What are the differences for you personally when jacking off sober compared to being high?


----------



## Rated R™ (Jul 2, 2006)

*Re: Getting high*

Honestly, It's a totally different experience, no joke.

Just like how Walls has said Sex is totally different while high, Masturbation feels 5x better while High, In Canada I honestly don't even jack off when I'm sober, I have a few times but I always try my best to hold off till I'm baked.


----------



## Alim (Mar 3, 2007)

*Re: Getting high*

I'd say that's probably a quarter RatedR, but I suck at eyeballing

Let's post some more goodies for Headliner's next rant on this thread


----------



## Walls (Apr 14, 2004)

*Re: Getting high*

I'd say that's probably between 6-8, but I too suck at eye balling it, even after all this time. It looks delicious, though.
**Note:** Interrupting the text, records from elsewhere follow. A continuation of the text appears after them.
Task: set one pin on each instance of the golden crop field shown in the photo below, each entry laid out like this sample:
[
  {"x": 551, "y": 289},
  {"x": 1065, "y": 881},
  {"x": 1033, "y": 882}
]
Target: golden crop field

And anything sexual is waaaaaaaay better when high. Fuck sober sex.


----------



## Rated R™ (Jul 2, 2006)

*Re: Getting high*

Friday is only 1 1/2 day away, do you know what kind of weed you're getting this time?


----------



## Walls (Apr 14, 2004)

*Re: Getting high*

Not yet, no. Also, I finally saw Headliner's rant. It's amusing.


----------



## Rated R™ (Jul 2, 2006)

*Re: Getting high*

So we post about how our days went and discuss what we do while high, and we're pathetic? I really don't see it.


----------



## JBL_Wrestling_God (Mar 18, 2008)

*Re: Getting high*

I have not seen his post yet but I'm going to try to lower myself right now and go in the rants section since he's talking about the best thread on this forum. Rants section is essentially worthless and absolutely no logical discussions go on around there, the scum of the forum.


----------



## JBL_Wrestling_God (Mar 18, 2008)

*Re: Getting high*

:lmao My masterbation quote made the cut.


----------



## Rated R™ (Jul 2, 2006)

*Re: Getting high*

It was the first quote, wasn't it?


----------



## Walls (Apr 14, 2004)

*Re: Getting high*



Rated R™ said:


> So we post about how our days went and discuss what we do while high, and we're pathetic? I really don't see it.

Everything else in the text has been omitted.